Liegt kein Ausschlussgrund vor, bietet das ProdHaftG den Vorteil verschiedener Beweiserleichterungen und erleichterter Haftungsbegründungen gegen Quasihersteller und Importeure, jedoch sind diverse Schäden von der Anwendung des ProdHaftG ausgeschlossen, die Haftungshöhe teilweise begrenzt und nur nicht gewerbliche Abnehmer geschützt.

 

Deswegen kann daneben die sog. deliktische Produzentenhaftung geltend gemacht werden (§ 15 Abs.2 ProdHaftG).

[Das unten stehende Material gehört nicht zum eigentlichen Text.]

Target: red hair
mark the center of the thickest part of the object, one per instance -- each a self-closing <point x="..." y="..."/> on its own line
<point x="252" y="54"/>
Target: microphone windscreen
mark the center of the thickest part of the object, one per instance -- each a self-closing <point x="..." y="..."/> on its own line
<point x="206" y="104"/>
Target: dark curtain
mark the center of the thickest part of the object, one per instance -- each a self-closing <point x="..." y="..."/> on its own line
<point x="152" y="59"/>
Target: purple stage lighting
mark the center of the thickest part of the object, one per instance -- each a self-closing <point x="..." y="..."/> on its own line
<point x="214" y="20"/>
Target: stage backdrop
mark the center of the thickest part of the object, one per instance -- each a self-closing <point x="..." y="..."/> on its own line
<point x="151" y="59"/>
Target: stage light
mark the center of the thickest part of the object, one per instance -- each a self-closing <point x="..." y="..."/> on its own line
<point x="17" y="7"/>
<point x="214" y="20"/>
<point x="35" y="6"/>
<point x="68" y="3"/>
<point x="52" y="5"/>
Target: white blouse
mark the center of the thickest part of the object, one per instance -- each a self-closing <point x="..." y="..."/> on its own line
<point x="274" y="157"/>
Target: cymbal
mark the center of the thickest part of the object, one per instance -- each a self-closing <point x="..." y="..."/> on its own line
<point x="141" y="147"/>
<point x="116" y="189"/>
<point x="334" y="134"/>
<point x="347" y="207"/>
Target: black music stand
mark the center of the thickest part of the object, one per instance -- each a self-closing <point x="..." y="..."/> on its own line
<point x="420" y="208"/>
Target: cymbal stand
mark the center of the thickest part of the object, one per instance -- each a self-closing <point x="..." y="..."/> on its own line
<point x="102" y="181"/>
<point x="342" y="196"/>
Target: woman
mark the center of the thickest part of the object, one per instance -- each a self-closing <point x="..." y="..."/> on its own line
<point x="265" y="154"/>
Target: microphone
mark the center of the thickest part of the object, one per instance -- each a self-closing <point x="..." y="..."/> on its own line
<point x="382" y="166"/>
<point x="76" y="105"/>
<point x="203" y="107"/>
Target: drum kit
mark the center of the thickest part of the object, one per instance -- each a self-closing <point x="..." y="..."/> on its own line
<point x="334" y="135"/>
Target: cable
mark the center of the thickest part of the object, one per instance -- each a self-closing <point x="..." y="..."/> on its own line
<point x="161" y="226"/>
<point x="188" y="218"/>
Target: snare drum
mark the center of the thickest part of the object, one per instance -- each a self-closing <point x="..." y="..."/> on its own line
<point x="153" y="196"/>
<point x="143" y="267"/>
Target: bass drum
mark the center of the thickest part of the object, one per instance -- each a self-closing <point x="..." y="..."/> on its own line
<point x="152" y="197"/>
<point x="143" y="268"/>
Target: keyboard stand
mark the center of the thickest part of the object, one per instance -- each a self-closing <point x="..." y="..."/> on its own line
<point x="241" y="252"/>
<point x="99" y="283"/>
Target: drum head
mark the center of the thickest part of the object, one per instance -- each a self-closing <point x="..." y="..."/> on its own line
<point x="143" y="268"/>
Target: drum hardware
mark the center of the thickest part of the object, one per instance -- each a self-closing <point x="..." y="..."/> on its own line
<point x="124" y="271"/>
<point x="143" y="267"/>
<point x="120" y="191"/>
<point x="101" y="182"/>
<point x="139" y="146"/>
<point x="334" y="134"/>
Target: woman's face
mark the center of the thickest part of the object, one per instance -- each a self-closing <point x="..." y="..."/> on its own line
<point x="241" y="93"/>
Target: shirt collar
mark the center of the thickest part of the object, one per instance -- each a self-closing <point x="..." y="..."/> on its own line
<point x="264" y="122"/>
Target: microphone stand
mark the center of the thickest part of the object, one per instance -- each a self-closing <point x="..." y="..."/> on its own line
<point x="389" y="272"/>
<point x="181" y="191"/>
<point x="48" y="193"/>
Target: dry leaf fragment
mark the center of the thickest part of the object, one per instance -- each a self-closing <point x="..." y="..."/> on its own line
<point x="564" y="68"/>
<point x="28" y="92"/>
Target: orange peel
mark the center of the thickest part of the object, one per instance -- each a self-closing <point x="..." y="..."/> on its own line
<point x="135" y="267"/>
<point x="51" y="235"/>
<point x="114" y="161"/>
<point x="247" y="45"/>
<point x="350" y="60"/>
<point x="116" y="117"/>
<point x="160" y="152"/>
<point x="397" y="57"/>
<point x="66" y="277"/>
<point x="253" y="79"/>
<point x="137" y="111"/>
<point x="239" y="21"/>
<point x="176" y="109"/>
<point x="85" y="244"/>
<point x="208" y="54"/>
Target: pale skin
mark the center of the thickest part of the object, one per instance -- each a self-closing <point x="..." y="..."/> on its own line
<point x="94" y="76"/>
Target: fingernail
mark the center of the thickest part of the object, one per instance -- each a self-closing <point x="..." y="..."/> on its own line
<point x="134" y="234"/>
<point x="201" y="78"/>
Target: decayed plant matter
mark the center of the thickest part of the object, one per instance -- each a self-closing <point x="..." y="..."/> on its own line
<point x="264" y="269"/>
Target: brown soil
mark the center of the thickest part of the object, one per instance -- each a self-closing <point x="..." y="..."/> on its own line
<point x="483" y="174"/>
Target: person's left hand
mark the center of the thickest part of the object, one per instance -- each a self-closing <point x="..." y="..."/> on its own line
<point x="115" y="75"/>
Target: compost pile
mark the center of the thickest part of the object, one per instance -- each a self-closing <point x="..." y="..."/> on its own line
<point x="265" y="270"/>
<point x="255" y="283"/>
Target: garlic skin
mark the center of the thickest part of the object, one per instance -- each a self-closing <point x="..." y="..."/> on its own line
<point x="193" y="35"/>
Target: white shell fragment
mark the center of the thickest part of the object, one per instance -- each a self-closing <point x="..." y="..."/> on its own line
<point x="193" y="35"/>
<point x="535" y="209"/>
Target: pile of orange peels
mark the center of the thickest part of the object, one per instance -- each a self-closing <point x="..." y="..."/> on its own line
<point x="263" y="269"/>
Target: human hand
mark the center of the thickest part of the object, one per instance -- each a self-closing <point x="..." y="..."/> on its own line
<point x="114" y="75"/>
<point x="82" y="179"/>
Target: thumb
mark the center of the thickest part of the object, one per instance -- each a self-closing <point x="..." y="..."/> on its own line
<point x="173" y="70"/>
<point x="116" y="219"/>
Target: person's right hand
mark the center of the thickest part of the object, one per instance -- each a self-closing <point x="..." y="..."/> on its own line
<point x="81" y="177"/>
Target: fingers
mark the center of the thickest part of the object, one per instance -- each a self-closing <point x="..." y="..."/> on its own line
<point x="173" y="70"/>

Bei dieser zweiten Anspruchsgrundlage aus Produzentenhaftung nach § 823 Abs.1 BGB ist Voraussetzung, dass der Schaden dem Verursacher auch zugerechnet und persönlich vorgeworfen werden kann. Die Haftung knüpft hierbei an die Verletzung bestimmter Verkehrssicherungspflichten an.

 

Als haftende Produzenten kommen hierbei neben Herstellern auch Produktionsleiter mit herausgehobener und verantwortlicher Stellung, Inhaber von Klein- und Familienbetrieben, Zulieferer und Importeure in Betracht.

 

Die Produzentenhaftung greift bei der Verletzung folgender Verkehrsicherungspflichten:

·         Konstruktionsfehler

·         Fabrikationsfehler

·         Instruktionsfehler

·         Produktbeobachtungsfehler

 

Falls der Erreger tatsächlich infolge fäkalverseuchten Wassers bei der Bewirtschaftung der Felder auf das Gemüse gekommen ist, wird man ggf. von einem Fabrikationsfehler seitens der Hersteller ausgehen können. In diesem Zusammenhang wird der Fehler wohl mit Verstößen gegen lebens­mittel­rechtliche Vorschriften (z.B. Lebensmittelgesetzbuch, Hygienevorschriften) begründet werden.

 

Soweit einer der genannten Fehler vorliegt, wurde der Verschuldensvorwurf im Rahmen der Produzentenhaftung durch die Rechtsprechung zu einer „Vermutungshaftung“ mit Beweislastumkehr ausgedehnt, so dass der Hersteller in der Regel den Entlastungsbeweis zu führen hat, dass ihn kein Verschulden trifft. Die Beweislastumkehr wird damit begründet, dass der Geschädigte meist nicht in der Lage ist, betriebsinterne Vorgänge zu überschauen.

 

Nach beiden Anspruchsgrundlagen kommt also eine Haftung von Herstellern, Importeuren und ggf. sogar verantwortlichen Mitarbeitern in Betracht.

 

Die juristische Aufarbeitung der EHEC Infektionen wird sicher erst erfolgen können, wenn die Ursachgenforschung abgeschlossen ist und die vorrangige medizinische Bekämpfung der Krankheiten vorangeschritten ist.

 

Dann wird es aber nicht nur um die Frage gehen, ob die Produzenten zu entschädigen sind!